2. 特許法第34条第4項を噛み砕いて説明

この条文は、**「出願した『後』に、特許を受ける権利を誰かに譲った(特定承継した)場合」**のルールです。

特許法第34条第4項(超訳):

特許を出願した後に、その権利を誰かに譲っても、特許庁長官に「届け出」をしない限り、その譲渡はなかったものとみなすよ。(=効力が発生しない)

なぜこのルールがあるのか?

特許庁側からすると、「今、誰がこの出願の本当の持ち主なのか」がハッキリしていないと、審査の結果を誰に送ればいいか分からなくなって困るからです。だから、*「届け出を出すまでは、新しい持ち主とは認めない!」という強いルールにしています。


3. 承継のタイミングと「届け出」の必要性

ご質問の「必ず届け出が必要?」という点については、タイミングによって答えが変わります。ここが試験で一番狙われるところです。

タイミング 承継の種類 届け出(特許庁への手続)の扱い
出願前 すべて 届け出という概念はありません。「正しい承継人」の名前で出願すればOKです。
出願後 特定承継(売買など) 届け出をしないと、名義変更の効力が出ません(34条4項)。
出願後 一般承継(相続など) 効力はすぐに発生しますが、遅滞なく届け出をする必要があります(34条5項)。

4. 届け出ずに特許出願しても「拒絶」されるだけ?

ここが少し複雑ですが、非常に鋭い質問です。2つのパターンに分けて解説します。

パターンA:出願「前」に承継したのに、間違った人が出願した場合

例えば、会社が発明者(社員)から権利を譲り受けたのに、社員の名前で出願してしまった場合などです。

  • 結果: これは**「冒認出願(ぼうにんしゅつがん)」**と呼ばれ、**拒絶理由(49条7号)**になります。

  • 理由: 「特許を受ける権利を持っていない人」が出願してしまったからです。

パターンB:出願「後」に譲ったのに、名義変更(届け出)を忘れた場合

  • 結果: 拒絶されるのではなく、**「特許庁からは、元の持ち主のまま扱われる」**ことになります。

  • リスク:

    1. 審査の通知(拒絶理由通知など)が、新しい持ち主ではなく**「元の持ち主」に届いてしまう**。

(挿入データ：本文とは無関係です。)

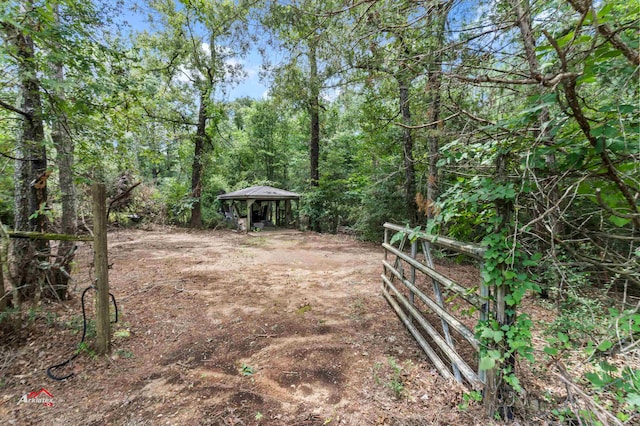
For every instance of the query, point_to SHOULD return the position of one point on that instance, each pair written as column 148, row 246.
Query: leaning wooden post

    2. そのまま特許になった場合、「元の持ち主」の名前で登録されてしまう。

    3. 後から慌てて直そうとしても、手続きが非常に煩雑になります。


5. まとめ:チェックポイント

短答試験でこの問題が出たら、以下のステップで考えてください。

  1. それは**出願「前」の話か、「後」**の話か?

  2. 「後」の話なら、**売買(特定承継)**か、**相続(一般承継)**か?

  3. 売買なら**「届け出が効力発生の条件(34条4項)」**。届け出なきゃゼロと同じ!


アドバイス

「承継」の論点は、今回の**34条(受ける権利)と、後の章で出てくる98条(特許権)**のルールを混ぜて出題されるのが定番です。